Savory Oatmeal with Egg & Avocado
Savory oats can be scary at first. If you’re wary of oats with an egg, perhaps try my savory oat groat breakfast bowl. I find it helps palates (and minds!) adjust more easily to the idea.
- 1/2 c dry oatmeal
- 1 c water (or half water/half milk)
- 1 egg
- 1 T water
- 1/4 of an avocado, diced
- hot sauce, salt & pepper
Ugh, I should have taken this picture after I added the hot sauce. The red makes it look much more appealing.
- Cook the oatmeal either on the stove or microwave (bring to a boil, then reduce and simmer for 4-5 minutes on the stove; microwave 2-3 minutes, watching to ensure it doesn’t boil over your dish).

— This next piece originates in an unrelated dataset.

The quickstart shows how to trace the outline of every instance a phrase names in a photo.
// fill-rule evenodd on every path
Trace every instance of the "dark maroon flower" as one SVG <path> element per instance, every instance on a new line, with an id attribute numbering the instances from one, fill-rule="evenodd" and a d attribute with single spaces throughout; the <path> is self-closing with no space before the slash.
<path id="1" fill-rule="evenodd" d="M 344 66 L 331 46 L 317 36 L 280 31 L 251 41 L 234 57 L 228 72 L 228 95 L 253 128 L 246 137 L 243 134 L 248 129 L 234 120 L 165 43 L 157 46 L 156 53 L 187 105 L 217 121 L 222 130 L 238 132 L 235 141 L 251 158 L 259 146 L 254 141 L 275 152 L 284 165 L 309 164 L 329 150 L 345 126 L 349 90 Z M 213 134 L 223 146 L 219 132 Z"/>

- Meanwhile, spray a small skillet with non-stick spray and heat to medium heat. Crack an egg and cook for 1 minute without moving the egg. When it starts to set, add 1 tablespoon water to the pan and cover. Cook until it starts to glaze over the yolk, about 30 seconds more. [I like my egg yolk to still be slightly runny. Cook longer if you don’t.]
- Slide the egg out of the pan and place on top of your oatmeal. Top with avocado and hot pepper. Season with salt and pepper.
- Break the egg yolk and dig in!
Also, while I was looking at old pictures, I suddenly understood why I am so obsessive about how the dishwasher is loaded…I got started young.
Is there a “right” way to load the dishwasher? DEFINITELY. However, I find that men disagree.